Parallel execution with mache.parallel

mache.parallel provides a machine-aware interface for launching parallel workloads based on each machine’s config file.

Typical downstream workflow

Downstream software (for example, Polaris software) can:

  1. Load machine config with MachineInfo.

  2. Build a parallel-system object with get_parallel_system().

  3. Query available resources (cores, nodes, gpus, and mpi_allowed).

  4. Build a machine-correct launcher command with get_parallel_command().

  5. Use the command for either generated job scripts or direct subprocess calls.

Example: build a launcher command

from mache import MachineInfo
from mache.parallel import get_parallel_system

machine_info = MachineInfo()
parallel_system = get_parallel_system(machine_info.config)

args = ["python", "-m", "your_package.run_task", "--case", "smoke"]
command = parallel_system.get_parallel_command(
    args=args,
    ntasks=4,
    cpus_per_task=2,
    gpus_per_task=0,
)

print(" ".join(command))

On a batch allocation, this returns an srun/mpiexec command using the machine’s configured launcher and resource flags. On login nodes for slurm or pbs systems, get_parallel_system() falls back to login, where MPI is intentionally disabled.

GPU-per-task flags

When gpus_per_task > 0 is passed to get_parallel_command():

  • slurm systems add --gpus-per-task <N> by default. This can be overridden with gpus_per_task_flag in the machine’s [parallel] config.
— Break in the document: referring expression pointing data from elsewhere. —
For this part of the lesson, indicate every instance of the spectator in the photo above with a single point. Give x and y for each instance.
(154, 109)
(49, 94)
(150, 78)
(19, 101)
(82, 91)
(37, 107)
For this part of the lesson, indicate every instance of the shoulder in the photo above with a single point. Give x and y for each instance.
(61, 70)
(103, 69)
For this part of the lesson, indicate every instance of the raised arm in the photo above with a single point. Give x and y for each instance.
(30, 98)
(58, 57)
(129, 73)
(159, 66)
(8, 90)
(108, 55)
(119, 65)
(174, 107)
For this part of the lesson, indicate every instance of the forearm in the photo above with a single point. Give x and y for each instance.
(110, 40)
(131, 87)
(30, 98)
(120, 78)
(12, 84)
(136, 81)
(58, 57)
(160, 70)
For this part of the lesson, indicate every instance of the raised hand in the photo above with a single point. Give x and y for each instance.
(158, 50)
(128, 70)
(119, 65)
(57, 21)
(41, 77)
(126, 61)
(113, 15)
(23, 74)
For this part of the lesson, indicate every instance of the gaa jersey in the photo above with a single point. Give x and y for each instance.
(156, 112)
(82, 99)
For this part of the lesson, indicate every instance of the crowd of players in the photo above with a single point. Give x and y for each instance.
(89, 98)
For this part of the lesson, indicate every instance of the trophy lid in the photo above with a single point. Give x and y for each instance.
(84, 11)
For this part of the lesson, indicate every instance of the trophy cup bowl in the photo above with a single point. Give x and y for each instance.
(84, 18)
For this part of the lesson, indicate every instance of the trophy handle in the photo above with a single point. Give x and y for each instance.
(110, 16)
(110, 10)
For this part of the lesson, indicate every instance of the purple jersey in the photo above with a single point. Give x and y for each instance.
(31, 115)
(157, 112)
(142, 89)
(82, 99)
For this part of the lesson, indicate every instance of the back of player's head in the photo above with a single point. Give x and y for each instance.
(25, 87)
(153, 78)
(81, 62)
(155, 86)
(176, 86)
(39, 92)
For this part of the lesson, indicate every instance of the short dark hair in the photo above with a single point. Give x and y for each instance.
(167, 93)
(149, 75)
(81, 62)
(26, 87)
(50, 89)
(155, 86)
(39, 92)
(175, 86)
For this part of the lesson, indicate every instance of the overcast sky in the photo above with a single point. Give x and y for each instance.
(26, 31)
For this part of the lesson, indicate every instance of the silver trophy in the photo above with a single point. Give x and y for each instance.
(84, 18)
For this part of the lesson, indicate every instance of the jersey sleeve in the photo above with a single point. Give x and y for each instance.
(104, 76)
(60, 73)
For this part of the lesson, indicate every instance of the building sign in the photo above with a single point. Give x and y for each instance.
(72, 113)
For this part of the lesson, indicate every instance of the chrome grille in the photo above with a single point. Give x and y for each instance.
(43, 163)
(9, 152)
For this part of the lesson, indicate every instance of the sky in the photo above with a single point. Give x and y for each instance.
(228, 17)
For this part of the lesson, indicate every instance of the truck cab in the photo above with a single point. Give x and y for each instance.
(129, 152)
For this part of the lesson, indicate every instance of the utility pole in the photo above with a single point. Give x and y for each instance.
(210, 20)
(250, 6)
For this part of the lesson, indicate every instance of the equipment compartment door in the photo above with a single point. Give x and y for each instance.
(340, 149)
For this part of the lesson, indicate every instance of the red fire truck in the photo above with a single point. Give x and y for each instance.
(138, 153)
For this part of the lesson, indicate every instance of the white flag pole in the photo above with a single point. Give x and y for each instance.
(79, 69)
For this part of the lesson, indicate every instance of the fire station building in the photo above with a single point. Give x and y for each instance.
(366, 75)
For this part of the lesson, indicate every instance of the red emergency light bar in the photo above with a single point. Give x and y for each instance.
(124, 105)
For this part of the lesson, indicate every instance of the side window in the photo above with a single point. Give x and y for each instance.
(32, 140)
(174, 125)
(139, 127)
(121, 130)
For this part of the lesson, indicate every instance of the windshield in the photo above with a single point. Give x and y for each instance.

  • pbs systems require a machine-specific gpus_per_task_flag to be set in config before a GPU-per-task argument is added.

Hyperthreading

mache.parallel does not currently have a dedicated hyperthreading = true/false switch. Instead, hyperthreading behavior is controlled through the machine’s [parallel] config and the resource values passed to get_parallel_command(). The most important config knobs are cores_per_node, max_mpi_tasks_per_node, cpu_bind, and any launcher-specific arguments included in parallel_executable.

The default convention in mache’s machine configs is to describe CPU resources in terms of physical cores, not hardware threads. For E3SM itself, and for most downstream software, this means:

  • cores_per_node should usually be the number of physical CPU cores per node

  • max_mpi_tasks_per_node should usually reflect the intended non-hyperthreaded MPI rank count per node

  • cpu_bind = cores is often a good default when the launcher and machine topology support it, but some systems such as Frontier prefer cpu_bind = threads

  • cpus_per_task should usually be sized assuming physical cores

This is why several shipped machine configs explicitly document cores_per_node as the count “without hyperthreading”.

If a downstream application wants to take advantage of hyperthreading, it should opt in by overriding the relevant parallel config values for that use case. In practice, that usually means switching from physical-core counts to hardware-thread counts and adjusting binding accordingly. For example, on a machine with 64 physical cores and 2 hardware threads per core:

[parallel]
cores_per_node = 128
max_mpi_tasks_per_node = 128
cpu_bind = threads

Then, calls to get_parallel_command() should use cpus_per_task and ntasks values that match that threaded layout.

The important point is that hyperthreading is opt-in. Mache’s default machine configs should generally preserve the physical-core layout that is appropriate for E3SM and most downstream tools, while still allowing downstream users to provide a config override when they intentionally want thread-level placement.

Using this in generated job scripts

A common pattern is to generate scheduler directives separately, then use mache.parallel only for launch lines. For example:

  • Use MachineInfo.get_account_defaults() to populate account/partition/QOS.

  • Use MachineInfo.get_queue_specs(), MachineInfo.get_partition_specs() or MachineInfo.get_qos_specs() for optional scheduler-target policy metadata (min_nodes, max_nodes, max_wallclock) when available.

  • Render scheduler headers (#SBATCH or #PBS) in your template logic.

  • Use get_parallel_command() to build the executable line.

This keeps scheduler policy in your tool while reusing machine-specific launch behavior from mache.

Slurm distribution options

For slurm systems, mache supports two ways to control srun -m:

  • distribution = <value> passes a raw Slurm distribution string directly as -m <value>, for example block:cyclic or block:block

  • placement = <value> preserves mache’s legacy behavior and expands to -m <value>=<max_mpi_tasks_per_node>, for example plane=56

If both are present, distribution takes precedence. Prefer distribution for machines whose documented Slurm usage relies on explicit values like block:cyclic rather than the older plane=<tasks> form.

Selecting scheduler options by node count

mache.parallel also provides helpers for selecting queue/partition/QOS from machine metadata:

  • ParallelSystem.get_scheduler_target(config, target_type, nodes) selects one of queue, partition, or qos.

  • ParallelSystem.resolve_submission(config, nodes, target_type,   min_nodes_allowed=None) returns a SubmissionResolution with fields target, requested_nodes, effective_nodes, and adjustment (exact, decrease, or increase).

  • SlurmSystem.get_slurm_options(config, nodes, min_nodes_allowed=None) returns (partition, qos, constraint, gpus_per_node, max_wallclock,   effective_nodes).

  • PbsSystem.get_pbs_options(config, nodes, min_nodes_allowed=None) returns (queue, constraint, gpus_per_node, max_wallclock, filesystems,   effective_nodes).

For invalid gaps between scheduler ranges, node count is adjusted to the nearest valid value, preferring lower adjustments when feasible. If min_nodes_allowed disallows lower adjustments, resolution moves to the next valid higher range. If no feasible target exists, these functions raise ValueError.